L’échantillon phare de cette découverte est devenu une référence pour l’espèce : un cristal de shigaite de 3,2 cm posé sur une matrice en disque de rhodochrosite druseuse, avec de la baryte, de la pyrochroite mineure et de plus petits cristaux de shigaite. La plupart des cristaux de shigaite de la découverte étaient bien plus petits, d’environ 1 mm à quelques échantillons de 2 cm, ce qui rend le cristal de 3,2 cm exceptionnel. L’association compte autant que la mesure : une shigaite brune rougeâtre, semblable à du mica, sur rhodochrosite rose est l’une de ces combinaisons du Kalahari qui ne peut guère être confondue avec une autre localité.

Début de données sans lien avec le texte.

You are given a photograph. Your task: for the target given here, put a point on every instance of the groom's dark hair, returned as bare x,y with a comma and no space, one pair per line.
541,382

L’olmite a sa propre mythologie à N'Chwaning. Vers la fin des années 2000, des rapports issus du circuit des expositions de minéraux décrivaient de nouvelles poches à N'Chwaning II révélant de l’olmiite rose saumonée avec de la calcite incolore comme de l’eau. Un récit de la foire de Tucson 2009 rapportait que Paul Balayer avait récupéré le contenu d’une série de poches peu avant Noël, seulement six ou sept semaines avant le salon. Un autre rapport de la foire de Munich 2009 notait environ 30 olmiites superbes en miniature et en ongle d’orteil provenant d’une nouvelle poche, au comportement et à la couleur différents des exemples plus anciens. Ces découvertes ont aidé à transformer l’olmiite d’un nouveau nom minéral à une espèce esthétique reconnue par les collectionneurs.

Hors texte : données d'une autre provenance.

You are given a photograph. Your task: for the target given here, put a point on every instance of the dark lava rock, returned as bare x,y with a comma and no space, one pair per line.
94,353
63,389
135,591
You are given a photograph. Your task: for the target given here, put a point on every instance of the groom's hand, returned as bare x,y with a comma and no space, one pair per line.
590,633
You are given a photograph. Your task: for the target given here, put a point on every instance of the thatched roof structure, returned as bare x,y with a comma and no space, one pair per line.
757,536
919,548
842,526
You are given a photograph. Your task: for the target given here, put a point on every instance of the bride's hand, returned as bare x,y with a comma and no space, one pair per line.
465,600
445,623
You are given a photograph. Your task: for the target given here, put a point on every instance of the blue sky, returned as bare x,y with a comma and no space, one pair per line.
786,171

L’occurrence d’apatite orange à N'Chwaning II est une histoire plus discrète mais scientifiquement élégante. La préhnite n’est pas ce que la plupart des collectionneurs attendent d’une mine de manganèse, et le matériel de N'Chwaning a été décrit comme la première préhnite reconnue des dépôts de manganèse du Kalahari. Les cristaux allaient du jaune-orange à l’orange, allongés et prismatiques, en bouquets ou agrégats, associés à l’hydroxyapophyllite, la datélite, l’inesite ferroan, la calcite et la pectolite. Pour les collectionneurs de spécimens, les meilleures pièces sont magnifiques parce que la préhnite orange et l’inesite rouge contrastent avec la calcite pâle ; pour les minérologues, elles offrent des indices sur une chimie fluide inhabituelle dans un dépôt mieux connu pour les oxydes et carbonates de manganèse.

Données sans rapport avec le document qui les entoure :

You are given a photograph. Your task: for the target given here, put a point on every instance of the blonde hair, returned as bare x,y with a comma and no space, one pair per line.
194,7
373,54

N'Chwaning III a offert l’une des surprises tardives de la localité : la jouravskite fin décembre 2016. Les descriptions des marchands de la trouvaille mettent en avant des cristaux jaune citron, vitrifiés sur de la xonotlite blanche et de la bultfonteinite, certains exemples portant deux générations de jouravskite — de plus gros cristaux gemmes et de plus petits microcristaux étincelants. Pour une espèce longtemps considered rare, ces spécimens n’étaient pas simplement « disponibles » ; ils étaient exceptionnellement riches, brillants et, dans certains cas, grands pour le minéral. Comme pour tout le matériel du groupe des éttringites, les meilleurs exemples invitent à l’analyse, mais la découverte de 2016 a donné aux collectionneurs une nouvelle raison de prêter attention à N'Chwaning III plutôt que de ne penser qu’aux légendes plus anciennes de N'Chwaning I et II.